Avukatın avukatlık sıfatı ile yanlış bilgi veya öğüt verme ya da tavsiyede bulunması hallerinde, doğrudan ya da dolaylı bilgi alıcısı durumundaki kişiler zarar görebilir240. Bu gibi durumlarda dolaylı olarak bilgi almış olan kişi ile bilgi veren avukat arasında doğrudan bir ilişki bulunmamaktadır. Bilgiyi alan, bilgiyi doğrudan kaynağından almakta, fakat bilgiyi verenle doğrudan teması olmamaktadır. Örnek olarak, televizyon veya radyo programına katılan ve mesleki bilgi ve birikimini izleyicilere aktaran ve sorulan sorulara bilgisi dahilinde cevap veren avukat konuşmacının veya gazetede köşe yazısı yazan ve hukuki tavsiyelerde bulunan avukatın durumunda, avukatın verdiği bilgilerden dolayı, bu bilgiler ışığında ve bu bilgilerin geçerliliğine ve doğruluğuna güvenerek hukuki işlem yapan ve neticesinde de zarar gören üçüncü kişinin haksız fiil kurallarına göre avukattan tazminat talep etmesi mümkün olacaktır241. Haksız fiil teşkil eden eylem, avukatın mesleki faaliyetine konu bir işin ifası sırasında gerçekleşmektedir ve bu nedenle de avukatın tazminat sorumluluğu doğmaktadır.
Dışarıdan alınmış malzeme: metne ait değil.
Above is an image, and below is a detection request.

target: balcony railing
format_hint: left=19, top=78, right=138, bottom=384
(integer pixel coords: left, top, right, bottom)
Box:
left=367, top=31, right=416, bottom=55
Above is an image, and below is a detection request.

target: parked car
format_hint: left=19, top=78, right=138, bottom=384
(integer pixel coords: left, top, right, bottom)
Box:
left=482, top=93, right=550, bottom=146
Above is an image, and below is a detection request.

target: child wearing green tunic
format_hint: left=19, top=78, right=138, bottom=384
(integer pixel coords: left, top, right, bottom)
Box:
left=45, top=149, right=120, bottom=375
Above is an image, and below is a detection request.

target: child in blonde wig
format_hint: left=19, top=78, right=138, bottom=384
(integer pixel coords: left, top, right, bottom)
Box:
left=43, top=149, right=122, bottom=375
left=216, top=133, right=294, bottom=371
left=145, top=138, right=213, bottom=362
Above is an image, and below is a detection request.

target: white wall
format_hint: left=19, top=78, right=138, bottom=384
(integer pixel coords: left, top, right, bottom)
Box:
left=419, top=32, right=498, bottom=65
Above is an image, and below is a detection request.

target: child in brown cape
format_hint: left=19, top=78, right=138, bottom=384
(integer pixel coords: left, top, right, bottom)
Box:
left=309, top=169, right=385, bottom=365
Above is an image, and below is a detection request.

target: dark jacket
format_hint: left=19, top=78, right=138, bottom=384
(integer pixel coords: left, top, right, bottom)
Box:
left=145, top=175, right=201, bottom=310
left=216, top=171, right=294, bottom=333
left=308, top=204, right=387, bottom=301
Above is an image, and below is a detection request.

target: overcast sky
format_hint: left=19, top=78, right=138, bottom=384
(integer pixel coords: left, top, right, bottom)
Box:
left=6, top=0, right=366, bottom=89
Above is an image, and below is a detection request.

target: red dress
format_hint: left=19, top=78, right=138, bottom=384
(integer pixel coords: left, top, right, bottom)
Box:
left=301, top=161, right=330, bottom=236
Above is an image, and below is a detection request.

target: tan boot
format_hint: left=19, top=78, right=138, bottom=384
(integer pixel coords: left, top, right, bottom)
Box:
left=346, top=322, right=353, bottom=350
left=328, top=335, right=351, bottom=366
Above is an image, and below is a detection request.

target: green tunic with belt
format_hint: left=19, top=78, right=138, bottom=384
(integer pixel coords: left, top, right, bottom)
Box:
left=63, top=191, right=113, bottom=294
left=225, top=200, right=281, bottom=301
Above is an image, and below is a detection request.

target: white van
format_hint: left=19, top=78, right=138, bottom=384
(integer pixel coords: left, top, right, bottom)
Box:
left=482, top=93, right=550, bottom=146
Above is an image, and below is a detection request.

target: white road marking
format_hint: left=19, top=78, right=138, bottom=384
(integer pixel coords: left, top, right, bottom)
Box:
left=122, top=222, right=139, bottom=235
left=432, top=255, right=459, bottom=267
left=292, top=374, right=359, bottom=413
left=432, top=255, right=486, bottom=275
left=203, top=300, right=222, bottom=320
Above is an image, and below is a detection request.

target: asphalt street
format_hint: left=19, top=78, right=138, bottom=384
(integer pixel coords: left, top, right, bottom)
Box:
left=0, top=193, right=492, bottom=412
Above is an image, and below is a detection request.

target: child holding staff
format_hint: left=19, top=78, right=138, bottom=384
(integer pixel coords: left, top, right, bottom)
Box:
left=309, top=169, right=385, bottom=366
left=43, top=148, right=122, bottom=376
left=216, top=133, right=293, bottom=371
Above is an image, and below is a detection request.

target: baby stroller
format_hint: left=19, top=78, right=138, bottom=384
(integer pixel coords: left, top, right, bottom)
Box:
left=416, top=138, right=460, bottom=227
Burada avukatın herhangi bir sözleşmenin olmamasına rağmen sorumlu tutulmasının sebebi avukatın görevini kamunun inancını ve mesleğe güveni sağlayacak biçimde ve işini tam bir sadakatle yapma yükümlülüğüdür.

Haksız fiil sorumluluğu bir davranışın olumlu veya olumsuz olarak yapılmasından kaynaklanmaktadır. Avukatın yazılı veya görsel yayın organı aracılığı ile bilgiyi ihmali bir hareketle susarak vermemesi gibi hallerde haksız fiilin davranış

240 Gürpınar, Damla; Sözleşme Dışı Yanlış Tavsiyede Bulunma, Öğüt ve Bilgi Vermeden Doğan Hukuki Sorumluluk, İzmir 2006, s. 49.

öğesi gerçekleşmiş olacaktır. Avukatın bu davranışından hukuki sorumluluğu doğmaktadır.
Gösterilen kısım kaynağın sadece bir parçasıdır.